The Monarchs are now in full migration along the northern tier of the United States, I have seen incredible images of monarch roosts from Kankakee Sands in northwest Indiana . Maybe this year I will finally find that roost where thousands of these amazing creatures stay and feed together for a few days.
Even though the migration hasn’t reached our area there are many monarchs that are now emerging from their Chrysalis and will be joining their fellow butterflies on their journey to the mountains of central Mexico.
I captured these image tonight at KDH Health. there must have been fifty flying around the fields just waiting for their time to leave. The grounds here at the Hospital I work at are covered in Goldenrod and it is just about at peak bloom. Goldenrod is one of the most important nectar sources for the monarch as they travel south.
So now is the time to get outdoors and enjoy the sights of nature especially these wonderful winged jewels before they are gone !!
Captured this beautiful little specimen at my place of employment here in Madison Indiana. These are one of my favorite butterflies their color is brilliant in their wings patterns and when they do take the time to rest they show off their amazing profile for everyone to see.
The fields around out hospital have so many wildflowers and butterflies it almost seems you are in some hidden prairie somewhere out in the plains . The only problem is it does need to be mowed now and then and I am hoping they wait a bit more because it has a incredible amount of goldenrod and the Monarchs will be migrating thru soon.
And this wildflower is one of their most attractive sources for nectar that helps get them thru on their long journey to Mexico.
Another great wildflower that grows in our area is the Trout Lily. Found in large clusters this beautiful little flower gets it’s name for the trout like pattern on the leaves of the newly emerging wildflower.
The trout lily sprouts and flowers in early spring, before new tree leaves grow. Plants grow from a white bulb that have a tooth-like shape. This wildflower will usually grow when underground rhizomes spread and form clusters or colonies. Mature plants also spread by seeds. Ants can scatter the seeds, eating part of the seed and leaving the rest to germinate. And some trout lily colonies can be 200 to 300 years old.
The plants are found in woodland habitats and moist hillsides the stamens can either be yellow or black and can be quite large for such a small plant. The Trout Lily is just another great example of all the wonderful wildflowers that are on display right now just waiting for you to view.
Here is a small gallery of the wonderful early season wildflowers that grace the canyons and woodlots of Jefferson County Indiana.
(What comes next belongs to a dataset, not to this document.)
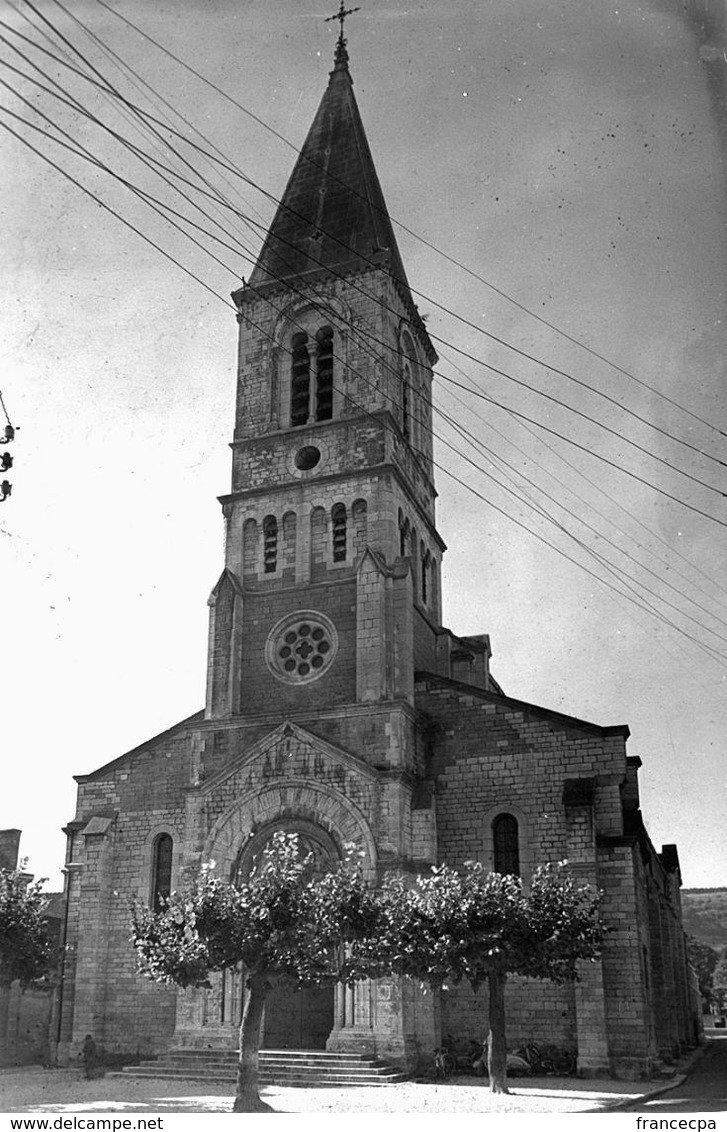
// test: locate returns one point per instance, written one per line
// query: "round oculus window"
(307, 457)
(301, 646)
Going clockwise we have Bloodroot, Hepatica,Harbinger of Spring and Rue Anenome . All of these little gems can now be found blooming all across Southern Indiana and many other places across the Midwest.
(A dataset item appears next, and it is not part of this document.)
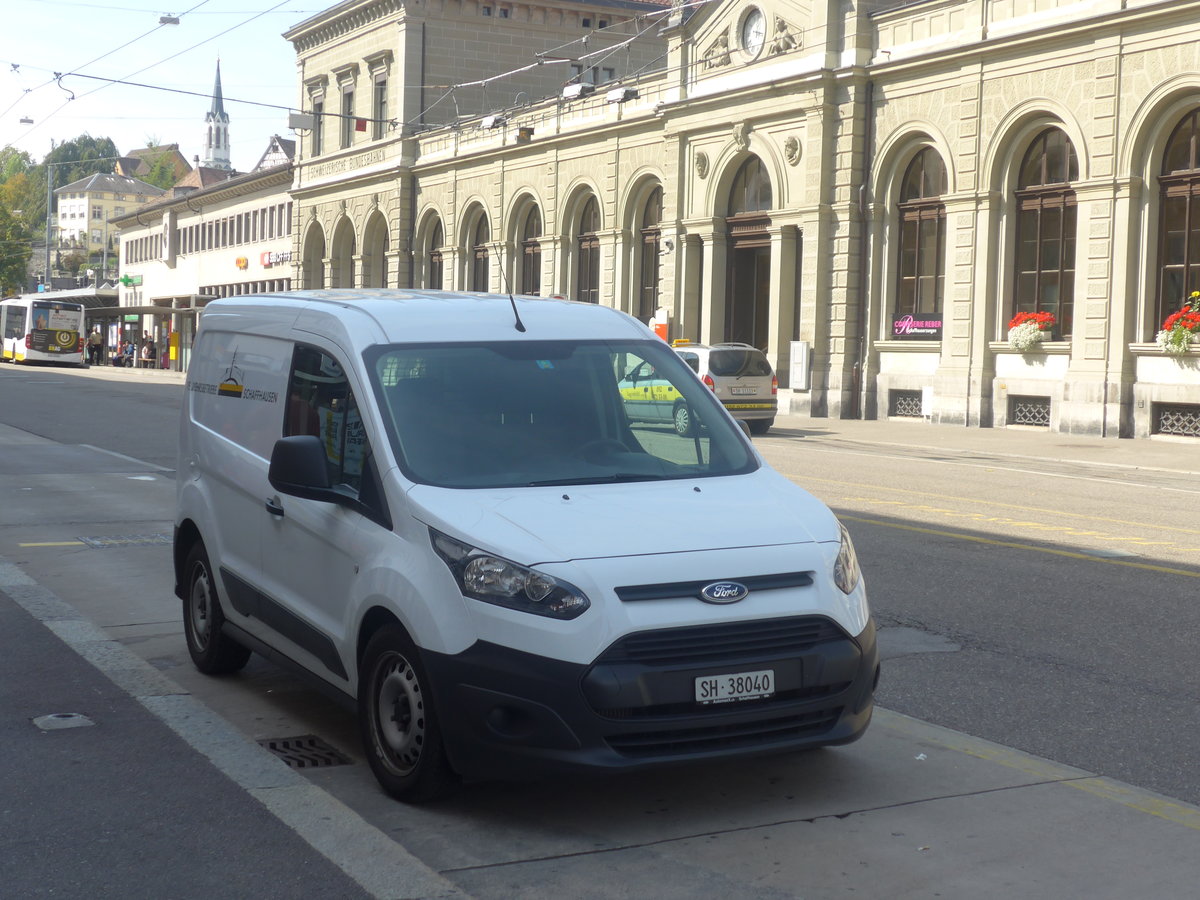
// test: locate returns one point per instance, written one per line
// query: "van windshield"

There is not much in life that I enjoy more than wandering all the wild places that our home has to offer and attempt to capture and share the beauty of these amazing examples of the natural elegance that the spring bloom has to offer.
It doesn’t last long and it is something you really must witness in person. So get out of the house take a hike to one of the great natural areas we have here in Southern Indiana.
It is so hard to keep up but its spring and that means wildflowers and I will never pass up a chance to share one of my favorite photography subjects with you.
One of the great early season wildflowers is Hepatica a wonderful little flower that usually begin to bloom in middle to late March on wooded slopes and ravines.
Right now the woods are alive with them and there should be plenty in bloom over the next couple weeks. It will be a great time to get out and explore all the beautiful natural areas Southern Indiana has to offer.